Summer 1995

Digital Filter Response Curves

I have been following the discussion between Rune, Dr. David E. Hyre, and Jason about FIR-filters. I will admit now that I know very little about FIR filters, but I will take a stab at it and explain what I know. Maybe I can bring others up to speed as to what these three intellectuals are talking about. Tell me if I made mistakes.

Impulse Response:

Digital equipment works at a sampling frequency (call it s). If we want to find the frequency response of that digital equipment, we can perform tests. One of these tests is the impulse response test. Because of the sampling frequency, the duration of this impulse will appear to the processor as no less than 1/s seconds. (Lets make the assumption now that there are no curve-smoothing functions in the equipment.)

Each '*' is a sample:

                     *<-our impulse spike

********************* *********************
                   ->||<- 1/s

If we take the Fourier transform of this we can find the frequency response of the digital equipment. We will find that the response is:

        K * sin(pi*f/s)
Resp = ----------------- (where K is some constant)
           pi*f/s

It is interesting to notice that for any maximum frequency, F, we can find an s so that the function above is very close to K for all f<F. That means that if a digital circuit has a high enough s then it will have a flat frequency response in the 0 thru 20kHz range.

Unfortunately, s is not large enough in the digital equipment we have today. When s=44kHz then the response at 20kHz is .69*K, or in other words down by 3.2dB. You can see the amount of error can be reduced by using 96kHz sampling frequency, then the response is down to only .93*K, or .63dB. Here is a graph of the impulse response for 44kHz.

100**********
 90          ********                 Voltage wrt frequency response
 80                  ******
 70                        ******
 60                              ******
 50                                    ******
 40                                          ******
 30                                                ******
 20                                                      *****
 10                                                           ****
  0-----------------------------+---------------------------------***
                                20 22                               44

This is what I think Rune is talking about; the sin(x)/x error at 20 kHz will be -3.2dB. Relatively lower sampling frequencies result in more deviation from the flat impulse response.

Steady State Response:

Lets test the frequency response of digital equipment wrt constant sine waves. If you draw a sine wave on your piece of paper, and then place points equidistant along the x axis you will notice that some points will fall on the same x position as the maximum of the sine wave (if you're lucky). At other positions along the x axis you will notice that the maximum of the sine wave will fall right in-between two points.
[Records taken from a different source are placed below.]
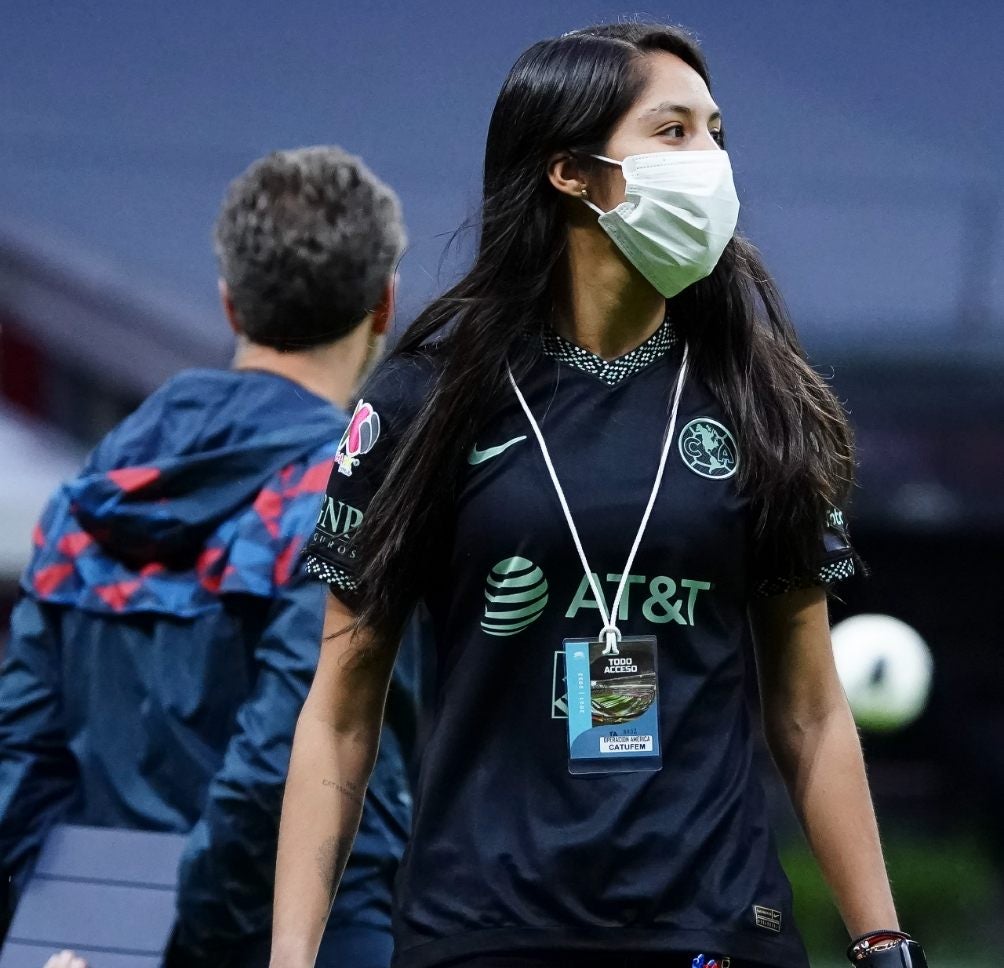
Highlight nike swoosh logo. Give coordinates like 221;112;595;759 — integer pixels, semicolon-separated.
467;434;526;467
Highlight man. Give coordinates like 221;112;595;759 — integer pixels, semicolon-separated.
0;148;415;968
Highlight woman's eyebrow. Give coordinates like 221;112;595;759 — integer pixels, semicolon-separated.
639;100;722;122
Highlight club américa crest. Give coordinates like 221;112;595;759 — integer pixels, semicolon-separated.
679;417;739;480
334;400;380;477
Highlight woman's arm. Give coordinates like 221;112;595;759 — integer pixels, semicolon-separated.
752;587;899;937
271;594;396;968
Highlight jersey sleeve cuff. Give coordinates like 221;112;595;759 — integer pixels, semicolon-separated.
303;554;359;594
753;553;857;598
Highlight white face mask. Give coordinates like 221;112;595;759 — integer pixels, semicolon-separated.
582;149;739;299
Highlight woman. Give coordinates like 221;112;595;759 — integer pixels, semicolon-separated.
272;24;923;968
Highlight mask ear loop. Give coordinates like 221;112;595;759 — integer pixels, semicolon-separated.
579;155;623;215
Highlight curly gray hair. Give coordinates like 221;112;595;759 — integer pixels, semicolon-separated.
214;147;405;350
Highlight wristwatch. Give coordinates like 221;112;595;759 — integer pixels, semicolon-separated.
847;931;928;968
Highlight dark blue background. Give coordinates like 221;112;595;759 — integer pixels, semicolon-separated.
0;0;1004;348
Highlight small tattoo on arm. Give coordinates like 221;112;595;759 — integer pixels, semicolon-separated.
321;777;363;803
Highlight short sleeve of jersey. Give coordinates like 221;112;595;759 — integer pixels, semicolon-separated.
304;356;431;604
753;508;857;597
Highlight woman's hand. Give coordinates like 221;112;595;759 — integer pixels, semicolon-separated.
271;594;397;968
752;587;899;937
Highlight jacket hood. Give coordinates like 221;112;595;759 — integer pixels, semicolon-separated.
65;371;343;565
22;371;347;616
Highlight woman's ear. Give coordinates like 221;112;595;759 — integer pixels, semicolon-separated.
547;152;589;198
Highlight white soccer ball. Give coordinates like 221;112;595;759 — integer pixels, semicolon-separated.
831;615;934;732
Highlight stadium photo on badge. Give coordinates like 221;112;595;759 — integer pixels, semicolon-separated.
0;0;1004;968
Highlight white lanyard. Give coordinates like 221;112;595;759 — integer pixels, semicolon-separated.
508;343;687;656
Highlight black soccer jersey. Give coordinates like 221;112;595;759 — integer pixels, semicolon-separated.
307;323;853;968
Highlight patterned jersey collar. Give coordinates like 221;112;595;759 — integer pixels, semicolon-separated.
542;316;677;387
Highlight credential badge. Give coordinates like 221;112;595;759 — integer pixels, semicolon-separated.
679;417;739;480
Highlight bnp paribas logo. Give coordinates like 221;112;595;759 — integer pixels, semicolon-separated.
481;557;547;636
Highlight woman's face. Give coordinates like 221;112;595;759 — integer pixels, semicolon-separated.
588;51;722;212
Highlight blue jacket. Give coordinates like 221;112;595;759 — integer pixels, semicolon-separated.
0;371;418;949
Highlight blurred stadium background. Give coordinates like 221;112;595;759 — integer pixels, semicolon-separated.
0;0;1004;968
Consider the sine wave as the input analog signal, and the points as the samples made by the digital equipment. From this you can understand how the equipment 'sees' the input wave form. There will be errors of course. Given a constant input sine wave, the digital filter will interpret the maximum amplitude differently depending on when the sampling points fell on the sine wave. For instance, the maximum amplitude is determined correctly when the sample point lands on the maximum of the sine wave, and is underestimated when the maximum lays between two adjacent points. The maximum underestimation error is a function of the input frequency (f) and the sampling frequency (s):

MAX UNDERESTIMATION ERROR = 1-cos(pi*f/s) (all f < s/2)

I think this function shows the "hole in the frequency response at 22kHz" Rune refered to. For a sampling frequency of 44kHz you find that a 22kHz signal could have up to 100% error; every sample falls on the null of the 22kHz sine wave. At 20kHz we have a maximum error of 86%. Every 44000/20000 = 11 sample points the error cycles between maximum error and minimum error (0%).

These diagrams are from Thomas Danley. Data was taken from the D/A converter (top) and passed through a 16th order, 1dB ripple FIR filter @ 20kHz (bottom). My analysis above only is relevant to the D/A output. But you do see the effects are still not totally removed by the steep filter. I believe there is some jitter in the output.

  

Filtering:

A digital low pass filter has to use Fourier transforms to filter the response. But these transforms are defined for all t (the entire piece of music; let m(t) be the music signal). Suppose we want a Fourier transform at some time t0. To avoid transforming the entire piece of music we have to multiply the music signal by another function that approaches zero as t>>t0 and t<<t0. This function can be almost anything, call it g(t). The type of Fourier transform is sometimes named after the function g(t) it uses.

The Fourier transform of m(t)*g(t) over all time [-infinity, infinity] can be approximated by the Fourier transform over a finite interval [t0-R,t0+R]. Let R be large enough to produce a small error below the noise floor. Once the digital equipment has a transformed the music signal for a specific point in time, it can erase all the frequencies above the cutoff frequency (brick-wall like) and then recompile them back into the time domain signal.

If m(t) is an impulse then there will be ringing at the cutoff frequency; Ringing above cutoff was erased in the transformed stage, and if the ringing was below cutoff then the harmonics above the ringing frequency (but below cutoff) mysteriously do not exist. R will indicate how long before and after t0 the ringing will exist.